Publié le par Persin Michel

En ce début d’année, nous allons clore cette série d’articles sur les travaux faits aux fortifications de Thionville entre 1634 et 1700. Ces travaux ont été commandés au capitaine Rodolphe Saltzgueber qui les a mis en œuvre. Ce capitaine de deux compagnies suisses était surtout connu pour avoir construit le premier pont (couvert) de Thionville. Cette série d’articles aura révélé son implication dans l’ensemble des travaux de fortification de la ville dès son annexion [1] à la France.

 

[1] Cette fois-ci définitive jusqu’à la guerre de 1870 puis de 1940

Carte de 1745 où la  rive droite est encore sous fortifiée et sans le canal de dérivation (Archives Nationales- Paris)

Carte de 1745 où la rive droite est encore sous fortifiée et sans le canal de dérivation (Archives Nationales- Paris)

L’acte du 10 juillet 1676, résumé ci-après, mentionne de nouveaux intervenants, dont je vais citer les titres, pour la construction d’une redoute carrée ou trapèzoïdale.
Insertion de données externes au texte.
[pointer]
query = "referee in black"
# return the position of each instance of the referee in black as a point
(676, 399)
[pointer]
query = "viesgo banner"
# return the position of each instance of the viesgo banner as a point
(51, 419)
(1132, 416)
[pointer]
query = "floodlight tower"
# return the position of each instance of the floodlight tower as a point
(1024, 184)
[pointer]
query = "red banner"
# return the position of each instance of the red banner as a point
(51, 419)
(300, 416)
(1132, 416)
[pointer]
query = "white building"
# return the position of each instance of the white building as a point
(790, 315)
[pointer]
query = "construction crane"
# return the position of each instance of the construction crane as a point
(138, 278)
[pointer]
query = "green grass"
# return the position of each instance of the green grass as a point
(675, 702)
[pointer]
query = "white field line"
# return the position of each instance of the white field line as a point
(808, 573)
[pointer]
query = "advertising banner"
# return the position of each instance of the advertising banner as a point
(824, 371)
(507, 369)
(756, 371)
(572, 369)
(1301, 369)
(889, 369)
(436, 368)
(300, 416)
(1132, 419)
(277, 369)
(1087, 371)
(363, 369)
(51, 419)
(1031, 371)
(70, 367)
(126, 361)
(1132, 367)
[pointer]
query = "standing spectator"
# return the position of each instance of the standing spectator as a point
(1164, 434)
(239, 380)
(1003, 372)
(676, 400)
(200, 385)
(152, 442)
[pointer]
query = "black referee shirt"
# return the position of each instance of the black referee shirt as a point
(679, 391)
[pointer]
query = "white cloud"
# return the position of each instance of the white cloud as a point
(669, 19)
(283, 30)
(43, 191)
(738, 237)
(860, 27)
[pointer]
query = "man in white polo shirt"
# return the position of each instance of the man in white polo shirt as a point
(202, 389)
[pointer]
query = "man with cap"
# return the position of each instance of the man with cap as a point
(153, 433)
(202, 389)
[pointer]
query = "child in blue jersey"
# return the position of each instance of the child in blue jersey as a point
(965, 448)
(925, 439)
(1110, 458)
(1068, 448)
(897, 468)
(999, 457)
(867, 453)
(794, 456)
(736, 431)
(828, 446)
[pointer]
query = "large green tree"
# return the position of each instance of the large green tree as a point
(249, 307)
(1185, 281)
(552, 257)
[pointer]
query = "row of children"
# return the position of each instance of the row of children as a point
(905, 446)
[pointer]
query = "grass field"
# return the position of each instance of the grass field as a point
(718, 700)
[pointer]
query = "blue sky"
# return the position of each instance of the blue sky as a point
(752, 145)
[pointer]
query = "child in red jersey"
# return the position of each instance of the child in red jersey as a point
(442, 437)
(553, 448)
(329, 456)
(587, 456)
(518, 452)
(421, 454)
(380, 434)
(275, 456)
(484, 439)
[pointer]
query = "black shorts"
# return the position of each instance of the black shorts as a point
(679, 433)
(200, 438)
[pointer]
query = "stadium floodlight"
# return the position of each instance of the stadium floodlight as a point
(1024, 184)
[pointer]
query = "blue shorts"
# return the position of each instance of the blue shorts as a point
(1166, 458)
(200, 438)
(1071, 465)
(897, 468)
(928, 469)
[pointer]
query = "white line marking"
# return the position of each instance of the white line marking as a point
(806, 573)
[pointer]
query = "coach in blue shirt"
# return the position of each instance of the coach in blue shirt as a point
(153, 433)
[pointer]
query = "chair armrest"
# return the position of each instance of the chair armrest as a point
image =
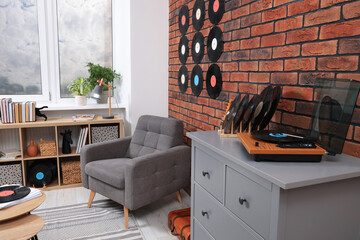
(98, 151)
(152, 176)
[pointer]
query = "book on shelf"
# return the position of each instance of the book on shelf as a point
(83, 117)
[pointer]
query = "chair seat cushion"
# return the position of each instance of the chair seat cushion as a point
(110, 171)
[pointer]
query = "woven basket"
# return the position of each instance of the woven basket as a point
(71, 171)
(47, 148)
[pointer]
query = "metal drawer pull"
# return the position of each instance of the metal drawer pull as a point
(205, 173)
(204, 213)
(242, 200)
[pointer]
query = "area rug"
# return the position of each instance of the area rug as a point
(104, 220)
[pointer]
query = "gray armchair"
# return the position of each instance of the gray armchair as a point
(138, 170)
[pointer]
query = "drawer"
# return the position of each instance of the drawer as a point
(248, 200)
(199, 232)
(219, 223)
(209, 173)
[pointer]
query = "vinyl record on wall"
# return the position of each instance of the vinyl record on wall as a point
(215, 44)
(197, 80)
(183, 49)
(198, 16)
(197, 47)
(183, 79)
(216, 10)
(183, 19)
(214, 81)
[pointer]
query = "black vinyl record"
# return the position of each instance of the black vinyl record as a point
(183, 79)
(240, 113)
(197, 47)
(214, 81)
(198, 16)
(183, 49)
(197, 80)
(216, 10)
(230, 114)
(183, 19)
(13, 192)
(215, 44)
(276, 95)
(265, 99)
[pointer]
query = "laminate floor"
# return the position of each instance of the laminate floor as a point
(151, 219)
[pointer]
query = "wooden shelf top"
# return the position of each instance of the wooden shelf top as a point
(60, 122)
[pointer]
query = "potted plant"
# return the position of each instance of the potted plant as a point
(79, 88)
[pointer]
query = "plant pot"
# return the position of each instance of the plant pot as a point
(80, 100)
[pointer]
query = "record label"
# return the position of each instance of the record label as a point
(198, 16)
(215, 44)
(214, 81)
(183, 19)
(197, 80)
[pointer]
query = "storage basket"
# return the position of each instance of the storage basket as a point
(70, 170)
(47, 148)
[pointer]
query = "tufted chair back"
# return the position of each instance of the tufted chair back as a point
(154, 134)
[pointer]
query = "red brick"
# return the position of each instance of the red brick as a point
(271, 66)
(249, 66)
(262, 29)
(296, 120)
(263, 53)
(251, 20)
(273, 40)
(288, 78)
(241, 33)
(322, 16)
(345, 63)
(351, 10)
(289, 24)
(319, 48)
(250, 43)
(302, 7)
(303, 35)
(259, 77)
(327, 3)
(349, 46)
(304, 64)
(242, 11)
(260, 5)
(230, 66)
(239, 76)
(343, 29)
(286, 51)
(300, 93)
(274, 14)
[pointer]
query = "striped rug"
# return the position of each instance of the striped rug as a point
(104, 220)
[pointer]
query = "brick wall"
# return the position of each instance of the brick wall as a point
(278, 42)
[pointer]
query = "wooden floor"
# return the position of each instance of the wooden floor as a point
(151, 219)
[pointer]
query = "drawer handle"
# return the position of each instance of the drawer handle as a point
(205, 173)
(242, 200)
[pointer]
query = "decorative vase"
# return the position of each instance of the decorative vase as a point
(80, 100)
(32, 149)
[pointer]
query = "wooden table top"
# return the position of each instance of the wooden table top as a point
(22, 208)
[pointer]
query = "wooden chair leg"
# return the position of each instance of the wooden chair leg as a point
(179, 196)
(126, 215)
(92, 195)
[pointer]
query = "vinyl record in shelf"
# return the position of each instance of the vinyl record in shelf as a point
(183, 19)
(197, 80)
(198, 16)
(183, 49)
(216, 10)
(197, 47)
(214, 81)
(183, 79)
(215, 44)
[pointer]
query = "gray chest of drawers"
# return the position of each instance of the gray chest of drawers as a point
(236, 198)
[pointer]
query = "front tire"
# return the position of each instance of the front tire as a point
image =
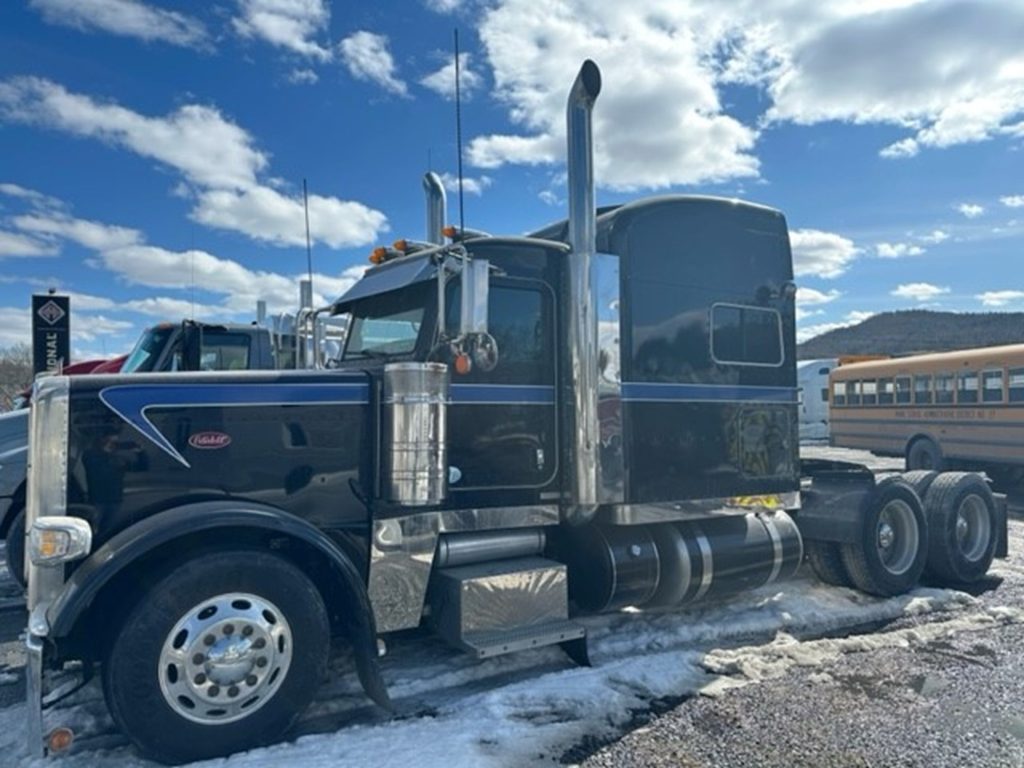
(219, 655)
(893, 548)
Le sieur Charles Nicolas de Soucy, écuyer et seigneur de Chambaux, conseiller du roi et commissaire ordinaire et provincial des guerres et parties pour sa majesté, conduisant la police des troupes et gens de guerre tenant garnison dans les Trois Evêchés, Thionville et Sierck et stipulant que monseigneur de Morangis, conseiller du roi en tous ses conseils, intendant de la généralité de Metz, a passé marché avec Rodolphe de Saltzgueber, capitaine de deux compagnies suisses et major de brigade au service de sa majesté pour qu’il construise en état de perfection une redoute en maçonnerie de forme carrée ou de trapèze suivant les dimensions qui lui ont été données par Monseigneur de la Haye [1], lieutenant général des armées du roi et commandant de Thionville qui juge cette redoute utile et nécessaire.

 

[1] Jacob Banzuzl de la Haye, maréchal de camp, blessé à mort le 27 juin 1677. Cité pour sa défense de la ville de St-Thommé ou Mélia en Inde en 1674.
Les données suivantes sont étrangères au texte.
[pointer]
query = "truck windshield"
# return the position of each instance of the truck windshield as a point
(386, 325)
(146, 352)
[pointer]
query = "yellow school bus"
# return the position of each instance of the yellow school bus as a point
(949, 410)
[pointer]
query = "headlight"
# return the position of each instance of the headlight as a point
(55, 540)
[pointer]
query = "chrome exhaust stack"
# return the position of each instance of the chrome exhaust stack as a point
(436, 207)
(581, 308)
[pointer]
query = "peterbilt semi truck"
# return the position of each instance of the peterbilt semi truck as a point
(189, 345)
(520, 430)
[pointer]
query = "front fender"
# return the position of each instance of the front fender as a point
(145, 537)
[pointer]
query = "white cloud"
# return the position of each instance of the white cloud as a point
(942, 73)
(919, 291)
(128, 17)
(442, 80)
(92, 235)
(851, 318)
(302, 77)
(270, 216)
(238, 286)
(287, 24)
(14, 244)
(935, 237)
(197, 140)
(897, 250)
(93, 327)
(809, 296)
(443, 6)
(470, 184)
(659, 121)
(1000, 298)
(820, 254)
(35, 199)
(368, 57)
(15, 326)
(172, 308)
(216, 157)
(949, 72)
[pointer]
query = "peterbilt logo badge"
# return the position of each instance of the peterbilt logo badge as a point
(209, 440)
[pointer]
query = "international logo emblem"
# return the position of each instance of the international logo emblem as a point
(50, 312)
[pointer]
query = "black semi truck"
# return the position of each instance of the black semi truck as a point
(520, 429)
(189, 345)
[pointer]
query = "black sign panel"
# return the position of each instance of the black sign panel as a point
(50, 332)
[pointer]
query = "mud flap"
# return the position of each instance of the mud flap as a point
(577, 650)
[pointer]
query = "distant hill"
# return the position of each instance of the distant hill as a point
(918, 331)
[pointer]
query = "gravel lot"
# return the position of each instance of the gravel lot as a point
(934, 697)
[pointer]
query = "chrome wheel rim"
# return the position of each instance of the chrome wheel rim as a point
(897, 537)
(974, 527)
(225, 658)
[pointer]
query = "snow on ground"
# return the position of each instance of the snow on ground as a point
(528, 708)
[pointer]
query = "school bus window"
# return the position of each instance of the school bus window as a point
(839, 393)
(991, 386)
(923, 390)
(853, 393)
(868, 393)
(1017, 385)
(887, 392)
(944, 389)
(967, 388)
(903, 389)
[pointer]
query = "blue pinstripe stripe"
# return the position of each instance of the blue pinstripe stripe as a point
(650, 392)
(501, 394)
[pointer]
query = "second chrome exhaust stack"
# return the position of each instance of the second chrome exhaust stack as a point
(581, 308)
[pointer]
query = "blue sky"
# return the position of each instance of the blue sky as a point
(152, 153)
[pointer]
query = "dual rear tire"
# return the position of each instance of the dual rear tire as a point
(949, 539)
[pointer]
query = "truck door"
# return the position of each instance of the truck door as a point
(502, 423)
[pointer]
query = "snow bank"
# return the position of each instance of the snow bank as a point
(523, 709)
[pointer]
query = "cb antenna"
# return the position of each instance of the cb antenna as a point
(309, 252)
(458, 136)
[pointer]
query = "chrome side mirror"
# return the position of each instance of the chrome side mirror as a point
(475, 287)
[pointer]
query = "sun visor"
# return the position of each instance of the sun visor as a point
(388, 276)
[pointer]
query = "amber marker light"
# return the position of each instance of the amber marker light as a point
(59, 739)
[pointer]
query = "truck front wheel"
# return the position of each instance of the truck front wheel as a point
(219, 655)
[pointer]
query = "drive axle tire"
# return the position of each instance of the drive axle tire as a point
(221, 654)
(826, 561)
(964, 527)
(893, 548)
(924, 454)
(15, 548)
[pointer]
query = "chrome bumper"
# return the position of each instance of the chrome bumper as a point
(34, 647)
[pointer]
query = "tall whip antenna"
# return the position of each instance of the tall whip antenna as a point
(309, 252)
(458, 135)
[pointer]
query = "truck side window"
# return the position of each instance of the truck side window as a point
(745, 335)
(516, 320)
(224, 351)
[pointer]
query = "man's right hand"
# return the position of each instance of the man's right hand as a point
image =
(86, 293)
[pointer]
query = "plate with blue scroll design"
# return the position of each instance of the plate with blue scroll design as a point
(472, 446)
Le marché a été passé en présence du sieur de Saint-Lô, ingénieur général des fortifications de Lorraine et frontières.

Le marché stipule que la toise sera payée 27 livres au sieur Saltzgueber mais qu’on devra lui fournir, les pierres de taille directement en place, qu’on paiera les voitures et chariots, 3 escalins [1] chaque voiture ayant des dimensions ordinaires et que l’on fournira les ouvriers, la chaux et le sable en fonction des mesures (toisé) qui en sera fait.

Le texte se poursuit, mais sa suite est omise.